ANALYSIS OF OCTOBER 20, 2009 CAV OPINION

 

[Posted October 20, 2009]  The Court of Appeals today grants en banc rehearing in Startin v. Commonwealth.  On September 8, a panel of the court affirmed Startin’s conviction for use of a firearm in the commission of a felony, where the “firearm” was actually a non-functioning replica.  The question on rehearing will be whether such a replica is a firearm or not.  As with all en banc rulings, the eventual opinion (after rebriefing and oral argument) will be published.

 

The court also hands down one original published opinion today, in Cauls v. Commonwealth.  Cauls had the bad fortune to be present in a house when police arrived to serve an arrest warrant on the owner, a woman named Satkin.  Ms.

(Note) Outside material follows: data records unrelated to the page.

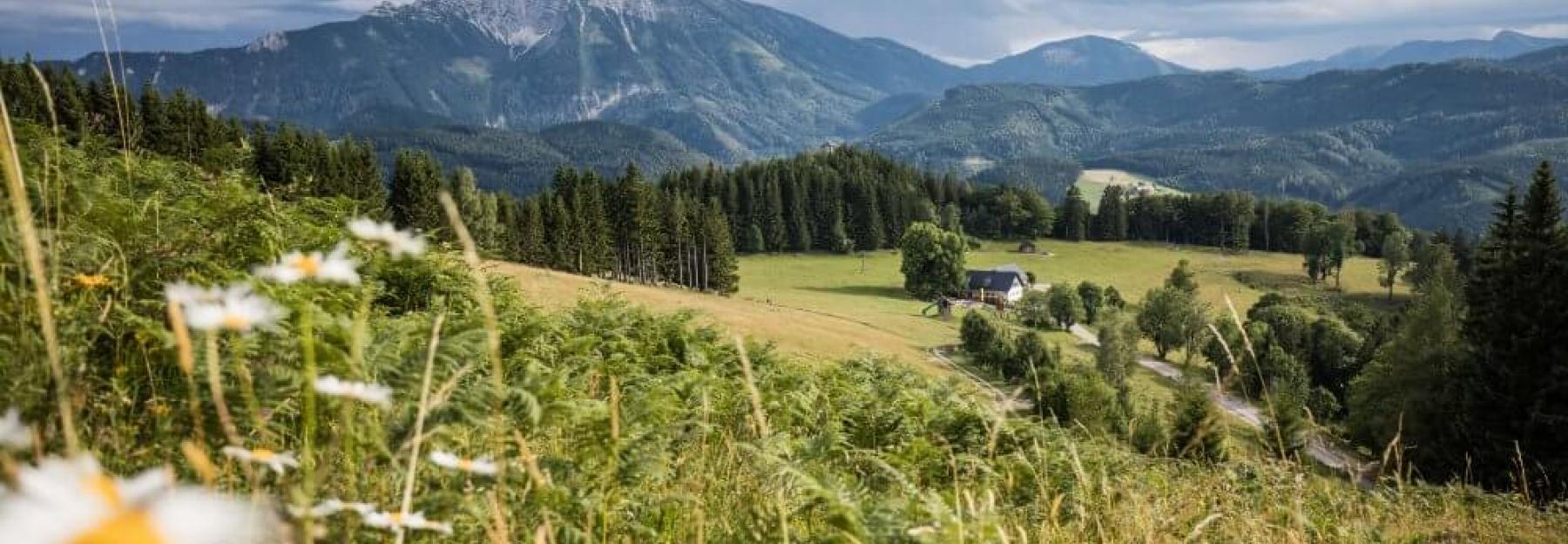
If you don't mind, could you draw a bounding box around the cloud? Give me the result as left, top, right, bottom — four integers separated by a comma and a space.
0, 0, 1568, 69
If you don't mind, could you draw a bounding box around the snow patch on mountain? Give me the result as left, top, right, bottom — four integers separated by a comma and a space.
381, 0, 659, 47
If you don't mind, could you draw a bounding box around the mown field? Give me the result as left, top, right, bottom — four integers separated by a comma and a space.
496, 240, 1408, 367
1072, 167, 1182, 212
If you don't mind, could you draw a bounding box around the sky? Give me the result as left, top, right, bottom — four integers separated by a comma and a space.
9, 0, 1568, 69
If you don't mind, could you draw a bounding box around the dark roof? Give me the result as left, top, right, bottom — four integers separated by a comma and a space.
964, 269, 1029, 291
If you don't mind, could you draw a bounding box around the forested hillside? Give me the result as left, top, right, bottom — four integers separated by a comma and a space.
349, 120, 715, 196
9, 56, 1568, 544
866, 56, 1568, 230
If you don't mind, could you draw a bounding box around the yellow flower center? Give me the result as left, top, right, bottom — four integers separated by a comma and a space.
294, 255, 321, 275
67, 511, 165, 544
223, 314, 251, 330
72, 275, 110, 289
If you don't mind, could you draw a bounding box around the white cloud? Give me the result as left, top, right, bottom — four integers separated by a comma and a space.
0, 0, 1568, 69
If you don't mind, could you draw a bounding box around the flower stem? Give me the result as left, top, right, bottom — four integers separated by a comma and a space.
300, 303, 317, 542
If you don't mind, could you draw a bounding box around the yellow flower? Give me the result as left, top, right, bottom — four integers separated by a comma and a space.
255, 243, 359, 285
429, 452, 500, 477
223, 445, 300, 473
71, 275, 114, 290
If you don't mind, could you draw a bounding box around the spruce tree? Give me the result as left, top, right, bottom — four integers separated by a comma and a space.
1456, 163, 1568, 497
388, 151, 445, 232
702, 201, 740, 295
1055, 185, 1090, 241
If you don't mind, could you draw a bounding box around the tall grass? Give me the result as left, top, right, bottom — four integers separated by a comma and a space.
0, 96, 1568, 542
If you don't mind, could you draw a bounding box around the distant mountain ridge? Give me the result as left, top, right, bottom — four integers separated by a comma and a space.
77, 0, 960, 160
1253, 30, 1568, 80
74, 0, 1186, 161
864, 55, 1568, 229
966, 36, 1193, 86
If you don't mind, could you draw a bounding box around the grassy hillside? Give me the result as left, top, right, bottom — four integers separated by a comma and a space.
0, 120, 1568, 544
1072, 167, 1182, 214
500, 240, 1408, 362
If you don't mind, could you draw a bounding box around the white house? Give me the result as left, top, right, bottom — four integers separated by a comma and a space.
964, 265, 1029, 303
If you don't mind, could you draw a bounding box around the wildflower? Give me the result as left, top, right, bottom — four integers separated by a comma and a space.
223, 445, 300, 473
315, 377, 392, 406
288, 499, 376, 517
0, 456, 276, 544
183, 283, 284, 332
429, 452, 500, 477
255, 243, 359, 285
348, 220, 425, 259
71, 275, 114, 290
0, 408, 33, 450
365, 513, 451, 534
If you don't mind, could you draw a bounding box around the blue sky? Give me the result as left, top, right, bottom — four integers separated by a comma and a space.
0, 0, 1568, 69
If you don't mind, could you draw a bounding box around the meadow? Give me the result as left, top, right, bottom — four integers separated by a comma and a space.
1072, 167, 1182, 212
496, 240, 1408, 369
0, 107, 1568, 544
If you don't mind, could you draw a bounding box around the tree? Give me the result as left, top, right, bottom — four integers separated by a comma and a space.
1105, 285, 1127, 310
1094, 185, 1127, 241
1137, 287, 1209, 359
1170, 383, 1225, 462
1376, 229, 1409, 299
898, 222, 964, 299
1078, 282, 1105, 324
1259, 392, 1308, 459
1449, 163, 1568, 499
1300, 218, 1355, 283
1057, 185, 1090, 241
1165, 259, 1198, 295
1345, 241, 1468, 473
1051, 283, 1084, 330
1094, 314, 1139, 409
388, 151, 445, 232
700, 201, 740, 295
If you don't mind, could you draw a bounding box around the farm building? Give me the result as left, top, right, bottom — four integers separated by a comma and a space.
964, 265, 1029, 303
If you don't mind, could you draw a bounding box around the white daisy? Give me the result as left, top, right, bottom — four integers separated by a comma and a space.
365, 513, 451, 534
255, 243, 359, 285
0, 408, 33, 450
0, 456, 278, 544
429, 452, 500, 477
288, 499, 378, 517
223, 445, 300, 473
315, 377, 392, 406
348, 218, 425, 259
180, 283, 286, 332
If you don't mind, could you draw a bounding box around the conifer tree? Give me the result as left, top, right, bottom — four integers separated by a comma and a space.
1055, 185, 1090, 241
702, 201, 740, 295
388, 151, 445, 232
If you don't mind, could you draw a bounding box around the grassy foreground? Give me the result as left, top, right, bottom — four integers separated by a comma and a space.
0, 124, 1568, 544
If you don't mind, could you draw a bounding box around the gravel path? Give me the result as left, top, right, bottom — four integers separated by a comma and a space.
1072, 324, 1370, 485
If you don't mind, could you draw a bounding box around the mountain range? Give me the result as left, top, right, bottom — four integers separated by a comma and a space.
1253, 30, 1568, 80
64, 0, 1568, 226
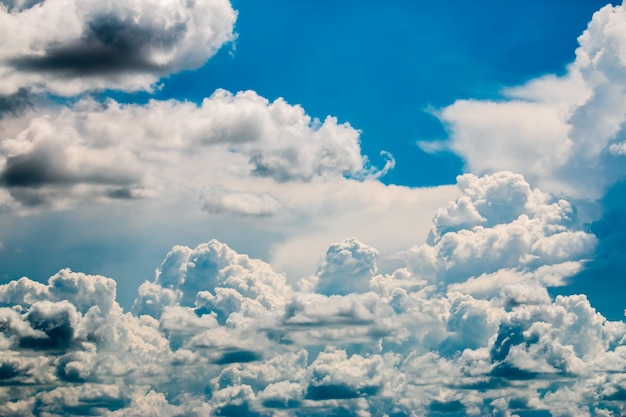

Satkin answered the door clad only in a tee shirt, so the arresting officer graciously allowed her to go back inside and dress more suitably for the occasion.  Of course, since she was under arrest, the officer accompanied her inside.

 

The house turned out to be a target-rich environment for law enforcement.  The officer immediately saw a digital scale and a white powder residue, and suspected cocaine.  He asked the woman if he could search the place, but she had read up on her crim pro, so she declined.  “Fine,” the officer indicated, “I’ll just get a warrant.”

 

The officer then conducted a “protective sweep” of the house, and here’s where we finally meet our hero, Cauls.  You’ll observe him over there in bed, watching television.  Cauls complied with the officer’s directive to show his hands; at that point, the officer told him that he was free to leave.

 

That’s nice as far as it goes, but Cauls was only wearing a pair of boxer shorts; he pointed to a nearby pair of pants and asked for them.  The officer asked if the pants were his, and Cauls said yes.  When he picked up the pants to hand them over, the officer noticed the tied-up corner of a baggie projecting from a pocket.

 

Did I mention a target-rich environment?  The officer knew what he’d find even before he pulled the baggie out – crack cocaine.  Bingo!  Two arrests for the price of one.

 

Cauls moved to suppress the evidence, claiming that the officer unreasonably seized him, and that the crack wasn’t in the officer’s plain view.  The trial court disagreed, so Cauls entered a conditional guilty plea.  On appeal, the court begins by rejecting the first argument.  The officer was lawfully in the residence to execute the warrant, and he was entitled to conduct the protective sweep for his own safety.  But Cauls felt that by picking up his pants, the officer seized him.  Unfortunately, Cauls is the person who asked for the pants.  The only thing the officer had said before that was, “You’re free to leave.”

 

Now, there are certain circumstances, discussed in some very recent cases, where the statement, “You’re free to leave” rings pretty hollow, but this wasn’t one of them.  The court finds that the officer didn’t seize Cauls merely by picking up his pants as requested.

 

Cauls fares better in his plain-view challenge.  The panel today unanimously rules that there was nothing inherently incriminating about a projecting corner of a baggie (which was all the officer could see before he reached into the pocket).  The court cites recent caselaw in which the Supreme Court has held that perfectly legitimate objects (such as a folded dollar bill) can’t form the basis of probable cause, no matter how much the officer suspects.  All this officer had was a hunch.  The hunch proved to be correct, but that’s not enough to justify this constitutional intrusion.  The court thus remands the case for a new trial, sans the crack (which means there won’t be a retrial).

 

There are two additional points that are worth mentioning here.  First, this case contains a very useful discussion of the plain-view doctrine, including its real purpose and reach.  Criminal practitioners on both sides of the aisle would be well-advised to take the time to read this relatively short (11 pages) opinion to get a better understanding of the doctrine; the good stuff starts on page 5.

 

Second, I couldn’t help but wonder if the first issue might have been decided differently if one fact had been slightly changed.  Suppose that instead of wearing boxers when the officer saw him, Cauls had been stark naked?  How does the phrase, “You’re free to leave” grab you now?  You can’t just get up and walk out without pants in that situation, or else the same officer will cuff you for indecent exposure as soon as you cross the threshold.

 

Perhaps there is a lesson here for would-be crooks:  When one is lounging around, watching TV in a house where an arrest is going to take place, it’s noticeably better for one to be naked than to be wearing underdrawers.  Alas; given the extraordinarily-small number of sophisticated crooks who follow this web site, I suspect that this eminently-sensible advice will be largely wasted.